Discrete Fit Results

Once the fitting process has been completed with fit_type="discrete", a variety of methods and properties become available for analyzing and comparing the fitted discrete distributions. This section describes each of these resources in detail.

Global Results

1. `phi.best_distribution`

Provides the single best-fitting distribution, determined by two criteria:

Highest number of passed statistical tests (among Chi-Square, Kolmogorov-Smirnov, etc. that are applicable).
Lowest Sum of Squared Errors (SSE), used as a tiebreaker if multiple distributions pass the same number of tests.

Type
dict
Structure

python

{
  "id": str,
  "parameters": { ... }
}

Usage Example

python

best_dist = phi.best_distribution
# best_dist -> {"id": "binomial", "parameters": {"p": 0.38, "n": 10}}

2. `phi.sorted_distributions_sse`

Yields a dictionary of all fitted distributions, sorted primarily by the number of tests passed (descending), and secondarily by SSE (ascending). This structure contains each distribution’s parameters, SSE, and statistical test outcomes.

Type
dict[str, dict]
Usage Example

python

all_distributions = phi.sorted_distributions_sse
# all_distributions -> {
#   "binomial": {
#       "sse": 0.0123,
#       "parameters": {"p": 0.38, "n": 10},
#       "chi_square": {...},
#       "kolmogorov_smirnov": {...},
#       "n_test_passed": 2,
#       "n_test_null": 0
#   },
#   "geometric": { ... },
#   ...
# }

3. `phi.not_rejected_distributions`

Provides a dictionary of all distributions that have passed at least one statistical test (i.e., have not been rejected by all tests). This is a subset of sorted_distributions_sse.

Type
dict[str, dict]
Usage Example

python

valid_distributions = phi.not_rejected_distributions
# valid_distributions -> {
#   "binomial": {
#       "sse": 0.0123,
#       "parameters": {...},
#       "chi_square": {...},
#       "kolmogorov_smirnov": {...},
#       "n_test_passed": 2,
#       "n_test_null": 0
#   }
# }

4. `phi.df_sorted_distributions_sse`

Presents the same information as phi.sorted_distributions_sse, but in a pandas.DataFrame format for easier viewing and manipulation.
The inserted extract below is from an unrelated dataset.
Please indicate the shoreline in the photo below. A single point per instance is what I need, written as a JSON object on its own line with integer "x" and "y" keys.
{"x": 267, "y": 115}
Columns include distribution name, SSE, parameter strings, and test results.

Type
pandas.DataFrame
Usage Example

python

df_sse = phi.df_sorted_distributions_sse
df_sse.head(n=5)
# Returns a DataFrame with columns for distribution,
# SSE, parameters, and test outcomes.

5. `phi.df_not_rejected_distributions`

Similarly presents the same information as phi.not_rejected_distributions, but in a DataFrame format. Contains only those distributions not rejected by all tests.

Type
pandas.DataFrame
Usage Example

python

df_valid = phi.df_not_rejected_distributions
df_valid
# Shows distributions that passed at least one statistical test.

6. `phi.summarize(k: int = 20) -> pandas.DataFrame`

Produces a concise table containing a selection of the top-fitting distributions. By default, this method lists up to 20 distributions (or a specified integer k), ordered by the library’s internal selection criteria (for instance, SSE and number of tests passed).

Parameters

k (int): The maximum number of distributions to display. Default value is 20.

Returns
pandas.DataFrame: A compact summary of distribution names, SSE values, parameter listings, and the pass/fail status for each statistical test.

Usage Example

python

summary_df = phi.summarize(k=10)
summary_df

7. `phi.summarize_info(k: int = 10) -> pandas.DataFrame`

Provides a slightly more detailed summary of the top-fitting distributions, including more direct information on whether each test has been rejected or not.

Parameters

k (int): The maximum number of distributions to display. Default value is 10.

Returns
pandas.DataFrame: A table that lists each distribution’s SSE, parameters, and a boolean indicating rejection or non-rejection for each statistical test.

Usage Example

python

info_df = phi.summarize_info(k=5)
info_df

Results Specific Distribution

The following methods extract distribution-specific details from the fit results. Each method requires a string identifier id_distribution matching the target distribution (e.g., "binomial", "geometric", etc.). If a distribution identifier is not present in the fitted results, an exception is raised.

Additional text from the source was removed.